The main CRAN site has an extensive selection of mirror sites around the world so it’s usually possible to use one that is located close to your physical location in order to spread the load across the system. The most commonly used of these mirrors is ‘cloud.r-project.org’, which uses a globally distributed CDN to ensure high performance and resilience. Further to that, Microsoft run a site called MRAN (the “M” stands for “Microsoft”) which is a daily snapshot of the official CRAN site. This means you can use MRAN to install packages as they would have been this time yesterday, last month, or last year. This can be a useful tool to aid reproducibility.
3.2 Private CRAN-like systems
As well as the public CRAN, it’s also possible to build a private CRAN-like system. Often organisations will use this approach to publish internal packages that contain commercially sensitive information or otherwise wouldn’t make sense in public. For example, a package that combines data from your HR and Payroll systems, or a package that provides corporate branding and styles for plots and presentations, probably wouldn’t be of any use to anyone outside your organisation, but may be used by many people internally. Therefore, having the latest version of that package easily installable from a central place could be extremely useful to the business.

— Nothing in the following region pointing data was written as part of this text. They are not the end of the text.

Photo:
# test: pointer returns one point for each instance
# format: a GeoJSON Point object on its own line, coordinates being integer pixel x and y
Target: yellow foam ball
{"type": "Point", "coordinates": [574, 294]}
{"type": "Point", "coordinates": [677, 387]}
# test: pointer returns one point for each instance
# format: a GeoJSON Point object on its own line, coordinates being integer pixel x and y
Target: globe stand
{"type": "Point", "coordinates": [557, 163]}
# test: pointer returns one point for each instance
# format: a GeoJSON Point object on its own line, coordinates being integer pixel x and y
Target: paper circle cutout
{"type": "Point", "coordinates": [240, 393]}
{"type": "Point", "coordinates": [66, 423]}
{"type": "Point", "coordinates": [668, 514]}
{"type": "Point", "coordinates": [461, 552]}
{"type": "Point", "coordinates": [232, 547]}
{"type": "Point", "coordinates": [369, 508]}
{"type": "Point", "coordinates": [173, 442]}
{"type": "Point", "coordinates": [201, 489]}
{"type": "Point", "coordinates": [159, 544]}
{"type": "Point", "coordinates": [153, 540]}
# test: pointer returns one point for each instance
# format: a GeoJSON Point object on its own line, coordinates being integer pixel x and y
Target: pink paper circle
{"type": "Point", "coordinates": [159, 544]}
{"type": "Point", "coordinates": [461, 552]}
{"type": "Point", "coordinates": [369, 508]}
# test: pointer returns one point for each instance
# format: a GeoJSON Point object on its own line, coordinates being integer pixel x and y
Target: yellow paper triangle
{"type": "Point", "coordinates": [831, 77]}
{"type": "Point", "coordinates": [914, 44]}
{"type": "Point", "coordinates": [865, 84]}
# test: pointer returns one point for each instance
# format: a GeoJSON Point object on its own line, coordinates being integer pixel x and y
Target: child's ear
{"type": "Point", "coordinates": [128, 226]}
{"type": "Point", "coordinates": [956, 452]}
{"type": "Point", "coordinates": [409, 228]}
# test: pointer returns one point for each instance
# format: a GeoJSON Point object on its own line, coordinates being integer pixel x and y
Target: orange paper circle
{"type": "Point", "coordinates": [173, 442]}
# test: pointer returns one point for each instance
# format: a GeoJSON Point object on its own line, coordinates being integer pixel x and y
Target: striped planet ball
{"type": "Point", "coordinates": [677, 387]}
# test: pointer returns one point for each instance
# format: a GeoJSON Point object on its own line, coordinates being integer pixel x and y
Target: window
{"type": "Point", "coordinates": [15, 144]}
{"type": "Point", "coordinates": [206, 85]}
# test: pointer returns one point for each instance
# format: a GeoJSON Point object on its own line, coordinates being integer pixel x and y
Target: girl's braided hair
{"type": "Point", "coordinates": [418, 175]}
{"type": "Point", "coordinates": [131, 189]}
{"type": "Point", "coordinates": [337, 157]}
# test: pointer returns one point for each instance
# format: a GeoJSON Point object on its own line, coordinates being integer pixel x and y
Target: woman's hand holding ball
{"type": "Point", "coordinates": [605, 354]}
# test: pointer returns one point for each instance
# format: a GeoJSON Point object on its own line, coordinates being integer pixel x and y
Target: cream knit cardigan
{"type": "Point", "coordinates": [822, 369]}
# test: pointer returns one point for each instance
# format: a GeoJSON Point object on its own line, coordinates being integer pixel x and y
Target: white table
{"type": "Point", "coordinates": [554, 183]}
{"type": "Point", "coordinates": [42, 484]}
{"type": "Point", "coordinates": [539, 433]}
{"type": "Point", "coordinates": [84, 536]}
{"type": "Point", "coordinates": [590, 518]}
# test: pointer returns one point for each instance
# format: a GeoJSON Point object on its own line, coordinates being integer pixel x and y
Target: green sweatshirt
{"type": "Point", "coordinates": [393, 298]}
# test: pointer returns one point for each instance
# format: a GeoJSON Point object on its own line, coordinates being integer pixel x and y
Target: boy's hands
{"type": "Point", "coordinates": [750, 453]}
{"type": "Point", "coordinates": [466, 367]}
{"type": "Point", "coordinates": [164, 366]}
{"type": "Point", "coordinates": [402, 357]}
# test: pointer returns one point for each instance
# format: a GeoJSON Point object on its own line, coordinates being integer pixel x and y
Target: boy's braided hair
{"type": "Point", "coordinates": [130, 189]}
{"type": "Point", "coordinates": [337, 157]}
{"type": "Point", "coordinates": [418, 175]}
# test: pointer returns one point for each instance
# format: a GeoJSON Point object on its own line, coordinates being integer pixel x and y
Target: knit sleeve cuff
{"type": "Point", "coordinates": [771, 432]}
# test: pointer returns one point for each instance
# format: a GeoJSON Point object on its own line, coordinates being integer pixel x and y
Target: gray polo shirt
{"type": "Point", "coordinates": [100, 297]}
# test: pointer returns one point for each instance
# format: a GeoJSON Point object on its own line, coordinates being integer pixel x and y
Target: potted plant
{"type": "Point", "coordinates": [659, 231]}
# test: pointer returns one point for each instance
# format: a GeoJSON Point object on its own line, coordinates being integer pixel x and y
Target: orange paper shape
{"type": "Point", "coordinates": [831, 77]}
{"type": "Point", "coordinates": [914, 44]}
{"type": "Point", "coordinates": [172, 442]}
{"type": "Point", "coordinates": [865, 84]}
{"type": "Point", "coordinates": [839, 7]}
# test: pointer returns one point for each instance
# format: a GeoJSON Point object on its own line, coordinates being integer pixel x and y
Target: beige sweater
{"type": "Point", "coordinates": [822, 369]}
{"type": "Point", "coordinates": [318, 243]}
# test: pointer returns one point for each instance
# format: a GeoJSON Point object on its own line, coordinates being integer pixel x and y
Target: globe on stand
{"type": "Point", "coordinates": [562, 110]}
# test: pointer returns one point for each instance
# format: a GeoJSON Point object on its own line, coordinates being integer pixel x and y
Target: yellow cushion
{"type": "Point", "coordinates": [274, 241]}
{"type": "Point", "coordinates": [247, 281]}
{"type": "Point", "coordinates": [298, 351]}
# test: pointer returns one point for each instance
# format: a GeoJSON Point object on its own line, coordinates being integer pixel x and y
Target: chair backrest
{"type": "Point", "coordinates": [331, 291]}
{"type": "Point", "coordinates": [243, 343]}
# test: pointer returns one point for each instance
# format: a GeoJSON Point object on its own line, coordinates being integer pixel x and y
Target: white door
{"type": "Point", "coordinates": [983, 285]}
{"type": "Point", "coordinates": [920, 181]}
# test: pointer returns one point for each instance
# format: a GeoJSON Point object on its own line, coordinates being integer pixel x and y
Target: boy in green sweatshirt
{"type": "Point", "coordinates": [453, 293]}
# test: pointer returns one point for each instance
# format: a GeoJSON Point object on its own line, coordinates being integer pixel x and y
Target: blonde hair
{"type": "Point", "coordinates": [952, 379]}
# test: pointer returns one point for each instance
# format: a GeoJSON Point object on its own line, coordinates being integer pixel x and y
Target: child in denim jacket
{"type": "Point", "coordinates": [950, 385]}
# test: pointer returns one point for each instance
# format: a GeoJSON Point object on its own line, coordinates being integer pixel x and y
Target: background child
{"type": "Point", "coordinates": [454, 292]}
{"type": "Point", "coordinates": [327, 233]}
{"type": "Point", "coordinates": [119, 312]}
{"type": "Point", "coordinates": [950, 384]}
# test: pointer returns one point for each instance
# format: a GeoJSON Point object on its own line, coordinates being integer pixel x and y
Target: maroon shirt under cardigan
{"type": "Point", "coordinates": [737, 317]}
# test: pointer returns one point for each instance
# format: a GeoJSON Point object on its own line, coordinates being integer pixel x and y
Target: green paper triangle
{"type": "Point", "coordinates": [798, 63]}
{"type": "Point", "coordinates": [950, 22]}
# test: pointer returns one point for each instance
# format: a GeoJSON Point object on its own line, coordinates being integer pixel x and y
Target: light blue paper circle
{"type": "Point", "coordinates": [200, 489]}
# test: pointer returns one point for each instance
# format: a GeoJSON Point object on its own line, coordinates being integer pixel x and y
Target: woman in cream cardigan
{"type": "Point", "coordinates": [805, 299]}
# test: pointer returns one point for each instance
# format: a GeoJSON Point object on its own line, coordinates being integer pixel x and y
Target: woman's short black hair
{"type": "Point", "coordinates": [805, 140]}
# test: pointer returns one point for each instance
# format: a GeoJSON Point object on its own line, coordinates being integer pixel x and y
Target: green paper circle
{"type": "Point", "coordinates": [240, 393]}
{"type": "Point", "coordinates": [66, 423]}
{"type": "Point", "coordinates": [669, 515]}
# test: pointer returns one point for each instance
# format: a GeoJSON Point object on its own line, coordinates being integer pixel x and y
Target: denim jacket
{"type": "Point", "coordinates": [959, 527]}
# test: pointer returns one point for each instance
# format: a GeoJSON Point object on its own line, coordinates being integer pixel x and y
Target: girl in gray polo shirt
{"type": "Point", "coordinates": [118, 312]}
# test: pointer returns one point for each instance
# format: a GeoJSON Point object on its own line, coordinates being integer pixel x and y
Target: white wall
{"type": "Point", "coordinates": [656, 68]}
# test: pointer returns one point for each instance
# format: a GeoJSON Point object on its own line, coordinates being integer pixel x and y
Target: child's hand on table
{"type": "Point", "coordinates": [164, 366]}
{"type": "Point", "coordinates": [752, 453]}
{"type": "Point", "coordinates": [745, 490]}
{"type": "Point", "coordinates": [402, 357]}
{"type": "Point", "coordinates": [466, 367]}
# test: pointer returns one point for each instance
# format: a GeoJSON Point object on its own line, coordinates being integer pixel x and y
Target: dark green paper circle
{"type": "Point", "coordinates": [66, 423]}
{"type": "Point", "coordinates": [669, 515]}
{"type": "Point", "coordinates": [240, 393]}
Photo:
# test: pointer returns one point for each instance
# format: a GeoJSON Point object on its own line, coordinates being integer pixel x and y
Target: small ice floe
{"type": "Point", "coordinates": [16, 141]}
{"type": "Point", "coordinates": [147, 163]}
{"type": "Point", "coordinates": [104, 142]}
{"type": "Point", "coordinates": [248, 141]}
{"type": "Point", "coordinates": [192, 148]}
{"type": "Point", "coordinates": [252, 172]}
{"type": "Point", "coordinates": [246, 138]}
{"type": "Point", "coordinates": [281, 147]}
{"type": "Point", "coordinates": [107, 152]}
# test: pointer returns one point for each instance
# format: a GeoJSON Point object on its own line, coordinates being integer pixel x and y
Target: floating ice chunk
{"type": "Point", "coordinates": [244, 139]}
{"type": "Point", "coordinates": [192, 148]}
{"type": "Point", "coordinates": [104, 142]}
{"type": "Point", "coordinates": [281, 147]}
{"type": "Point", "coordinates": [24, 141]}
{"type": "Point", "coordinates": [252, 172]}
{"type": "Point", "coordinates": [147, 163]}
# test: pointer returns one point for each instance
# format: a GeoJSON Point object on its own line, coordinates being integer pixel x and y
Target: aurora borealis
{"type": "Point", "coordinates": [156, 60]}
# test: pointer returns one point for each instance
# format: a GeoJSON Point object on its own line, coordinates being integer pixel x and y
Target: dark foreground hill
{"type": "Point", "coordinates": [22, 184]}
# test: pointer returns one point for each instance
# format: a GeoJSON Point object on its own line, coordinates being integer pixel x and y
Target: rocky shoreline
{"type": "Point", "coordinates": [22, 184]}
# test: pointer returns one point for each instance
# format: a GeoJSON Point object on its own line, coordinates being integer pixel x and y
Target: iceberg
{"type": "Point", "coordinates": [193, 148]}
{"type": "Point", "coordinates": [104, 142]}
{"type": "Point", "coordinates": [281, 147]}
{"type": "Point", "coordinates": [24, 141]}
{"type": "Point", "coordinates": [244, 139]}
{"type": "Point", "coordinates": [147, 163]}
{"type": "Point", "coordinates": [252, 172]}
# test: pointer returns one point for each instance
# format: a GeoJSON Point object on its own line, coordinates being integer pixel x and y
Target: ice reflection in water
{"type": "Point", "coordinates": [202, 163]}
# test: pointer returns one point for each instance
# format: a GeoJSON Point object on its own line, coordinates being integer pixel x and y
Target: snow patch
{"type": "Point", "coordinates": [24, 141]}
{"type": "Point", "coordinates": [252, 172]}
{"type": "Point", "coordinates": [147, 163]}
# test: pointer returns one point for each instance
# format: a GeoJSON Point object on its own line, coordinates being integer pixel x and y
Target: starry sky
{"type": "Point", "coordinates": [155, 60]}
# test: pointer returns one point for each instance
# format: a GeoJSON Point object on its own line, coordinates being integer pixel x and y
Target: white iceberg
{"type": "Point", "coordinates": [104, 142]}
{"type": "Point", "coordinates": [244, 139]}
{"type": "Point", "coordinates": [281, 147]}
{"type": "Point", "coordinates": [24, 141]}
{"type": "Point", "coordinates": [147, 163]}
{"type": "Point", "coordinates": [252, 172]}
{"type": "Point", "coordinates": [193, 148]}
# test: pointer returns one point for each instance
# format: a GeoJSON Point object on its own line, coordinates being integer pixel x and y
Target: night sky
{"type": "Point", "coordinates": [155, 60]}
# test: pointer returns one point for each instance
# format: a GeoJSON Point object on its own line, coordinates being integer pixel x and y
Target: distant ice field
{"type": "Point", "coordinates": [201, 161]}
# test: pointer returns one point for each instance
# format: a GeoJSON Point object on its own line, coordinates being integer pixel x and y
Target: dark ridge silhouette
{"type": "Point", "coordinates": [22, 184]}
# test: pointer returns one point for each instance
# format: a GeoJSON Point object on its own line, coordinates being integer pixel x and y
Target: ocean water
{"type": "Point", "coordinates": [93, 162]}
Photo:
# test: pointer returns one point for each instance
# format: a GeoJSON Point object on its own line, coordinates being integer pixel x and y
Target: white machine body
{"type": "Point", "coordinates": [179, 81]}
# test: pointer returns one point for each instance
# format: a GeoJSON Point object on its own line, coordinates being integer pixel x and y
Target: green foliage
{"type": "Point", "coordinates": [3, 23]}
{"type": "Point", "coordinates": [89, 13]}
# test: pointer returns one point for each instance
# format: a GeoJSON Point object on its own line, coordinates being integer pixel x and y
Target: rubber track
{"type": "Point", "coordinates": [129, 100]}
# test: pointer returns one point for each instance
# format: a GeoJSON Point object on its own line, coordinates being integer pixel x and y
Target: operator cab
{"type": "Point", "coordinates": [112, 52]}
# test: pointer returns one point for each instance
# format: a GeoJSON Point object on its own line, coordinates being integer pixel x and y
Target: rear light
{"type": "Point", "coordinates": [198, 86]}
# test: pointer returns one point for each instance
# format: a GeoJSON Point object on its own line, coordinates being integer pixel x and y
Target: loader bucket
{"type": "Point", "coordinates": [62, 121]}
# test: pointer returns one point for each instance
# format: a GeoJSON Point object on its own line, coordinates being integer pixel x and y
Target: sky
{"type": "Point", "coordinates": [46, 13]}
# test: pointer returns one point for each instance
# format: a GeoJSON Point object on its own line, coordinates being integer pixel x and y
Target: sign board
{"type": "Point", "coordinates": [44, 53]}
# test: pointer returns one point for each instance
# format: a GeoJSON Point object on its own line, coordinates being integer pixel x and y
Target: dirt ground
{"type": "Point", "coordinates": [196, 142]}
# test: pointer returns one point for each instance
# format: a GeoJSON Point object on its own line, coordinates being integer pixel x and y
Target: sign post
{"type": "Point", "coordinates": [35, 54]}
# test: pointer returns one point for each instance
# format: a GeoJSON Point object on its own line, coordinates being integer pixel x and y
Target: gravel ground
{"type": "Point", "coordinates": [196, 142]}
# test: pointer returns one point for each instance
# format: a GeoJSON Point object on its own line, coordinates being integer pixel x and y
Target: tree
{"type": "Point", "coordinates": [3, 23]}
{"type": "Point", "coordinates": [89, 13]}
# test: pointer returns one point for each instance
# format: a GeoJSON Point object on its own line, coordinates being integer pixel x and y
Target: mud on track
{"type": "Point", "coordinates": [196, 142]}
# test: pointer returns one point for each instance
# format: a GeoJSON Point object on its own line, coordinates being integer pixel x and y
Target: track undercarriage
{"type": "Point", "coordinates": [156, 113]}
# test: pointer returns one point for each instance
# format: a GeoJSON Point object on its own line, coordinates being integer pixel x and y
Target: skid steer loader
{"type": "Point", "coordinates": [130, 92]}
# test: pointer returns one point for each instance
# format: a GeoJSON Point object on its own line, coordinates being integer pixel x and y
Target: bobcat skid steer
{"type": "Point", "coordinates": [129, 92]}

As well as publishing internal packages, a private CRAN-like system can also be used where access to the full public CRAN is not possible. This is quite common in server-based installations of R, where the server has no access to the public internet, and therefore the public CRAN. In these situations, one option is to allow access to CRAN, but many organisations choose instead to build a smaller internal version, hosting only those packages which have been approved for use inside the organisation.
3.3 The Tidyverse
We’re not going to dwell on specific packages in this guide, but the tidyverse warrants a special mention, due to its widespread usage and prominence within the community. The tidyverse is a collection of popular and widely used packages bundled together under this one umbrella banner. The packages share a common philosophy in their design and implementation, as well as their goals. Prolific package author Hadley Wickham, Chief Scientist at RStudio, oversees the team that maintains the packages. The tidyverse collection is a common feature among many R users’ installed packages.